Cricket-parent Leap Wireless (Nasdaq: LEAP ) has been on a tear lately. The stock has about doubled since the market bottom in the beginning of October and has reached its highest price since August. Shares jumped more than 10% yesterday as rival MetroPCS (NYSE: PCS ) beat Wall Street estimates in its fourth-quarter report with EPS of $0.25, crushing estimates of $0.16. The strong quarter sent its stock price up nearly 14%. Shares of Sprint Nextel (NYSE: S ) and Clearwire (Nasdaq: CLWR ) also soared, up 13% and 7% respectively on news that rival T-Mobile had lost over 800,000 contract subscribers in its fourth quarter largely because it's now the only national provider not offering the iPhone.
While MetroPCS certainly deserved an ovation for topping earnings estimates, it's odd to see that effect carry over to the Cricket purveyor. It's not as if investors are still waiting on its Q4 results. Leap's disappointing earnings came out last week, sending shares down nearly 3%, making yesterday's bump seem undeserved.
Still playing catch-up
The two companies bear many similarities as the largest unique providers in the domestic prepaid wireless market, but while MetroPCS has been consistently making money, Leap has gone four years since its last profitable quarter.
Financially, the commonalities continue. Both carry heavy debt loads, and similar gross margins of roughly 41%. But a closer look at the Q4 numbers reveals some key differences holding Leap back, as the chart below shows:
Selling, General, and Administrative Expenses
Depreciation and Amortization
Cost per Gross Addition
Source: Company reports. All numbers (except cost per gross addition) in thousands.
Despite sales 38% below MetroPCS', Leap still spends more money in the two fixed-cost categories above, and takes on greater interest expense from paying a higher interest rate.
Sales, general, and administrative expenses are important to track because they show how efficiently a company is using its management and marketing dollars. Similarly, though depreciation and amortization aren't cash charges, they're representative of how wisely a company uses its fixed assets.
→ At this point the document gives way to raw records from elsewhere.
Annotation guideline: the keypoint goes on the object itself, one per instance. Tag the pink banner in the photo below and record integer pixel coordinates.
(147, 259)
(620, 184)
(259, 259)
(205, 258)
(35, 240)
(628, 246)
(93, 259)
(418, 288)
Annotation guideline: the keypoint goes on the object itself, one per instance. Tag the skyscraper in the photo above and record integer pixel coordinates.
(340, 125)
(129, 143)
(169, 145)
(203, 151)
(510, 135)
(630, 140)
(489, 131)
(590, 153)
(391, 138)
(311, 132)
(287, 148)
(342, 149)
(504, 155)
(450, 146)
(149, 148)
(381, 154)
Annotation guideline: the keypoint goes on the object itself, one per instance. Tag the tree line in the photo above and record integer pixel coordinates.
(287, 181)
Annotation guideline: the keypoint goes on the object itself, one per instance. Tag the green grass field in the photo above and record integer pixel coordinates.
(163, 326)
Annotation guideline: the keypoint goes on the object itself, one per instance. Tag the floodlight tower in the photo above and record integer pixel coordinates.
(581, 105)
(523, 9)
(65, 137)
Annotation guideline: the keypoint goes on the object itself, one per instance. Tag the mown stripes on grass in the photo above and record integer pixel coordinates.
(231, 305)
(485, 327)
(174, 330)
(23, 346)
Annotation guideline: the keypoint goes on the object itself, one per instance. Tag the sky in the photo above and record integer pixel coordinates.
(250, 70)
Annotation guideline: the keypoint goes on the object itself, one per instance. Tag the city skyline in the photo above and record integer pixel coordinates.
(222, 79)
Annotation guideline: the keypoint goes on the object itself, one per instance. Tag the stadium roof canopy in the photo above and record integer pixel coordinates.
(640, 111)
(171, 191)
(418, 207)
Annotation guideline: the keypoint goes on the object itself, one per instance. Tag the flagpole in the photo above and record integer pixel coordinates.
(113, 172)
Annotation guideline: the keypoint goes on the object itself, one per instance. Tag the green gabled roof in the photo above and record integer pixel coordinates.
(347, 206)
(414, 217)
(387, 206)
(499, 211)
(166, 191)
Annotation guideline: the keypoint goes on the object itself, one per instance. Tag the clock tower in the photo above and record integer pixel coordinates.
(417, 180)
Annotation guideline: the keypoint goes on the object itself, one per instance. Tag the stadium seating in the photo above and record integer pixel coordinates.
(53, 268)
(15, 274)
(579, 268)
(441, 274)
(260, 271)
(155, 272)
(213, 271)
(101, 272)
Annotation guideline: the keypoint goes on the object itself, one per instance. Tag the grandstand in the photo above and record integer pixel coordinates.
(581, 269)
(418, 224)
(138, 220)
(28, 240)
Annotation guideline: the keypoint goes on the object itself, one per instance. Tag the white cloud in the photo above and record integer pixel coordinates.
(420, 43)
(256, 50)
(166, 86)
As a percentage, Leap spends almost double what MetroPCS pays for SG&A. It's no surprise then to see MetroPCS' cost to add new subscribers is almost a third below Leap's. This is a key metric for subscription-based models. Adding new users needs to be affordable in order for the business to grow, and an increasing cost per gross addition shows that the company is struggling to find new users, having already signed the low-hanging fruit. Leap's Q4 cost per gross addition rose to $238 from $209 a year ago.
The buyout option
A day before Leap's earnings release last week, another piece of news about a rival sent its shares soaring. The Wall Street Journal reported that AT&T (NYSE: T ) was looking to acquire more spectrum in the wake of its failed merger with T-Mobile, and that Leap was a top target. According to JP Morgan Chase analysts, the spectrum could be worth $2.1 billion, about 2.5 times Leap's market value.
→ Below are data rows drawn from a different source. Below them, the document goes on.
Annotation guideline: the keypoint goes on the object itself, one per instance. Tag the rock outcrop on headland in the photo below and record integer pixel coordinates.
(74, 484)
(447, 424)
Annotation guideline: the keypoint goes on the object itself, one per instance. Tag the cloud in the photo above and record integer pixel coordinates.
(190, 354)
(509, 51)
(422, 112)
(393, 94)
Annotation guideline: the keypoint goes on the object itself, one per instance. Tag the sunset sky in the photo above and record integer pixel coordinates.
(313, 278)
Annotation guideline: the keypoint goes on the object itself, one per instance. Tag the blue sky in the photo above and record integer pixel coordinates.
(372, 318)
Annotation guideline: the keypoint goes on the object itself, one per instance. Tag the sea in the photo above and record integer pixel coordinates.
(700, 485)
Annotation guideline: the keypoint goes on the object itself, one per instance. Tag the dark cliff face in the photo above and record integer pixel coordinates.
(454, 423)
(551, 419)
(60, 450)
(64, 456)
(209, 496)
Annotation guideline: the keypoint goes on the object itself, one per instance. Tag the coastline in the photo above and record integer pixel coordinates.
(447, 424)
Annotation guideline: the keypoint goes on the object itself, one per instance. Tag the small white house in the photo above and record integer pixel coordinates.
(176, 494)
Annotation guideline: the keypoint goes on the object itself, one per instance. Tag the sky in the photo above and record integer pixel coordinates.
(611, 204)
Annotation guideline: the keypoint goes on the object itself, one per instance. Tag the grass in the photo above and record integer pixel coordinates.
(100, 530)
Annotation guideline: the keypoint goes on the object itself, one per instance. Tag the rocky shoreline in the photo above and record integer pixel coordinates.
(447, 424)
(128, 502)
Though an acquisition would certainly reward Leap shareholders, the buyer would find itself with more than $3 billiion in additional debt as part of the price for increasingly scarce wireless spectrum.
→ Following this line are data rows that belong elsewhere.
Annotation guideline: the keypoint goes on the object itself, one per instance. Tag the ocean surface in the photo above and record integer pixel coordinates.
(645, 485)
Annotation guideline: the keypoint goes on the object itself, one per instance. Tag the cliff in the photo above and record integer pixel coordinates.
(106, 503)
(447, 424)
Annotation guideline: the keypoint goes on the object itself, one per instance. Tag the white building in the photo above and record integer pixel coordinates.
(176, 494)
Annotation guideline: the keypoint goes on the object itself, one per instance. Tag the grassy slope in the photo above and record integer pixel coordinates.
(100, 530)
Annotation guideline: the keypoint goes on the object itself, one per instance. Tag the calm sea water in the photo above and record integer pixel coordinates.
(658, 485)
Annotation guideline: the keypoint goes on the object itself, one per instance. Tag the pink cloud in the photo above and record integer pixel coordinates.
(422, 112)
Notwithstanding a takeover, Leap will need a dramatic subscriber increase to push it into profitability. The company makes approximately $20 in gross profit per month per subscriber. Assuming that margin continues along with present fixed costs and interest expenses, the company would need to add about 1.3 million subscribers to its current total of 5.9 million to break even. Having added just 415,000 net subscribers in 2011 and 179,000 in the fourth quarter, Leap figures not to cross this threshold until 2013 at the earliest, and the maturation of the domestic wireless market won't help. Still, higher-revenue pay plans from smartphones could buoy the company, but I'm not betting on the low-price provider returning to profitability. Investors better hope Ma Bell doesn't drop the call.